Pacifisti e guerrafondai. I partiti italiani dalle frontiere mobili

Come in un formicaio impazzito, i partiti di ora in ora cambiano incessantemente posizione sulla guerra libica. Smarcamenti e riposizionamenti studiati allo scopo di approdare nel modo più indolore ad un appuntamento a suo modo solenne: la discussione in Parlamento (con tanto di voto) sulla partecipazione militare italiana alla missione di guerra, un dibattito che dovrebbe svolgersi entro le prossime 48 ore e che rappresenterà uno spartiacque, uno di quegli eventi destinati ad entrare se non nei libri di storia, quantomeno nella memoria degli italianielettori. Certo, ogni guerra ha le sue incognite e questo può aiutare a spiegare la grande mutevolezza delle posizioni di leader e partiti, eppure, nel corso della giornata di ieri sono emerse diverse e significative novità, che rendono difficile prevedere se in Parlamento la missione italiana potrà contare sulla stessa maggioranza che si è manifestata quattro giorni fa nelle Commissioni Esteri e Difesa di Montecitorio.
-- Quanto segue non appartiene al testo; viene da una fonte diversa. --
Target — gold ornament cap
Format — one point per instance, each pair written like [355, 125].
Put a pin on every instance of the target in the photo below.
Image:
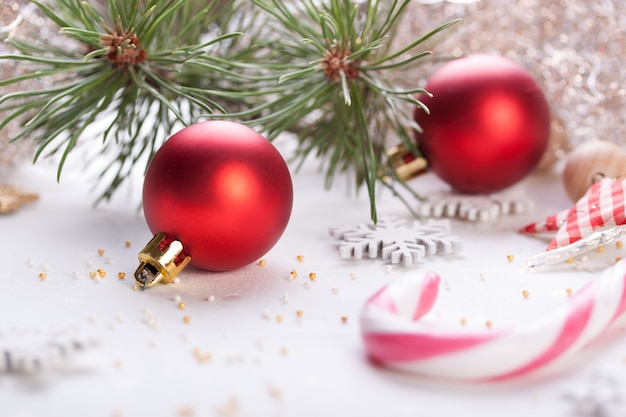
[405, 164]
[161, 260]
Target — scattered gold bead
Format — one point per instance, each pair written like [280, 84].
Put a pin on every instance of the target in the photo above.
[275, 392]
[202, 357]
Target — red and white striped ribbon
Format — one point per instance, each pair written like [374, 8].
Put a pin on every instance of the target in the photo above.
[601, 207]
[394, 335]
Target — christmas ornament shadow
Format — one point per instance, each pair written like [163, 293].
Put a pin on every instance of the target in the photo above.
[251, 281]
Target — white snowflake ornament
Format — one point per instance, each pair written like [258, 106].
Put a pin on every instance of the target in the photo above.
[482, 208]
[395, 240]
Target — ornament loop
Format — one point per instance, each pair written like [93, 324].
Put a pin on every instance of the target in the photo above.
[161, 260]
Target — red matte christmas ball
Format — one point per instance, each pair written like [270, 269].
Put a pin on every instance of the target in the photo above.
[488, 126]
[221, 189]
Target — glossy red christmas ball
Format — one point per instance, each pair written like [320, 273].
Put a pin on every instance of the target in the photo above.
[488, 126]
[221, 189]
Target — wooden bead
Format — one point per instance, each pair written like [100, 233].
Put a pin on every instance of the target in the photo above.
[590, 161]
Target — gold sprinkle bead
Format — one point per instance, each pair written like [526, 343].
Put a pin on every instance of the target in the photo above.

In quella occasione – sulla decisione più delicata di tutta la legislatura – ha preso corpo una maggioranza senza precedenti, incardinata sull’asse Berlusconi-Bersani-Casini-Fini. Con i leghisti assenti e i dipietristi astenuti.
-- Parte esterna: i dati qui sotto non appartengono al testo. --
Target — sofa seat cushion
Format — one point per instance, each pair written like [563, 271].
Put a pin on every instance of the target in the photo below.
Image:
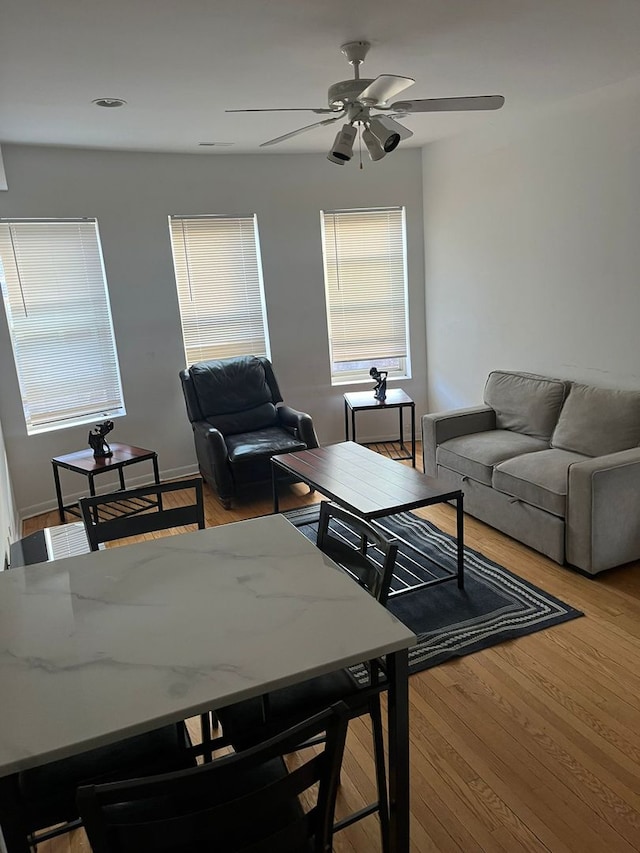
[539, 479]
[265, 443]
[525, 402]
[475, 455]
[598, 421]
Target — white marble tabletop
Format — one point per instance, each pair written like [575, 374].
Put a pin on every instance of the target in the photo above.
[100, 646]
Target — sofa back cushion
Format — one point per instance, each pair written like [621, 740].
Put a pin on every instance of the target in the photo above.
[525, 402]
[596, 421]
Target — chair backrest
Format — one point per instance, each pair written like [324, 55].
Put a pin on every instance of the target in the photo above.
[246, 801]
[232, 394]
[359, 547]
[134, 512]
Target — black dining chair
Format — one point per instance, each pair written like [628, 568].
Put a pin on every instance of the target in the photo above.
[40, 803]
[369, 558]
[247, 801]
[134, 512]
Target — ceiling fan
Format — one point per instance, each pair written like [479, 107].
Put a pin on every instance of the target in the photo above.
[354, 100]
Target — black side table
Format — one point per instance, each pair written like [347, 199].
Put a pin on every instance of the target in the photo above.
[83, 462]
[362, 401]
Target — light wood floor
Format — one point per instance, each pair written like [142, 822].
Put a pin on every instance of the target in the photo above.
[532, 745]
Uno schema messo in discussione dalle quattro novità maturate ieri. La prima: il Pdl si è allineato alla posizione del presidente del Consiglio («Il comando delle operazioni passi alla Nato»); la Lega ha fatto capire di essere pronta a riassorbire il suo dissenso, ma ad una condizione: che nella mozione di tutta la maggioranza sia inserito un capitolo sul blocco navale, allo scopo di provare ad arginare dalle coste l’immigrazione clandestina. Terza novità: il Pd, anziché cogliere il cambio di posizione del governo per smarcarsi, non ha contestato un comando militare affidato alla Nato. Quarta novità: il gruppo parlamentari dei Responsabili – sentendo allontanarsi il profumo del rimpasto – hanno assunto una posizione “frondista”, intesa ad alzare il prezzo del proprio appoggio al governo.

Al momento, dunque, si potrebbero sintetizzare grosso modo quattro posizioni. Tra i favorevoli all’intervento, un ruolo di leadership l’ha assunto il Capo dello Stato, sin dalle prime ore intervenuto ripetutamente e risolutamente. Tra i ministri un ruolo «avanguardista» se lo è preso il ministro della Difesa Ignazio La Russa, impegnato in un’intensa attività esternatoria. Nel Pd il fronte del «Sì» è stato aperto da Walter Veltroni, anche se la spinta decisiva ai democratici ha finito per darla il Capo dello Stato e infatti per il momento il segretario Pier Luigi Bersani tiene sulla posizione favorevole, lungo le coordinate quirinalizie, intervento «necessario e legale». Decisamente favorevole Pier Ferdinando Casini e – un po’ defilati – i futuristi di Fini. Ovviamente favorevole ma con tratti di forte prudenza il presidente del Consiglio («Sì alle basi, ma gli aerei non sparino») e il ministro degli Esteri Franco Frattini. In transito da una posizione contraria ad una moderatamente favorevole, sono invece i leghisti, che potrebbero convergere col Pdl a patto che nella mozione sia invocato un blocco navale anti-clandestini.

Posizione che fa drizzare i capelli al Pd. Dice Giorgio Tonini: «Impedire, senza un corridoio umanitario, l’arrivo a chi fugge da una guerra, questa sì sarebbe una posizione che rischia di incrinare i rapporti tra maggioranza ed opposizione». Favorevole alla risoluzione Onu, ma contrario alla gestione dell’azione militare è Nichi Vendola, che si è smarcato dalla posizione del Pd, ma senza assumere un atteggiamento aggressivo verso i Democratici. Stesso atteggiamento sembra prendere Antonio Di Pietro che dopo l’iniziale astensione, era transitato verso il Sì, ma da ieri sembra di nuovo approdato al «nì». Alla sinistra di Vendola ci sono i pacifisti «tout court», contrari comunque ad ogni «ingerenza umanitaria» che utilizzi le armi. Oltre a Gino Strada, anche movimenti cattolici come Pax Christi e la Tavola della Pace.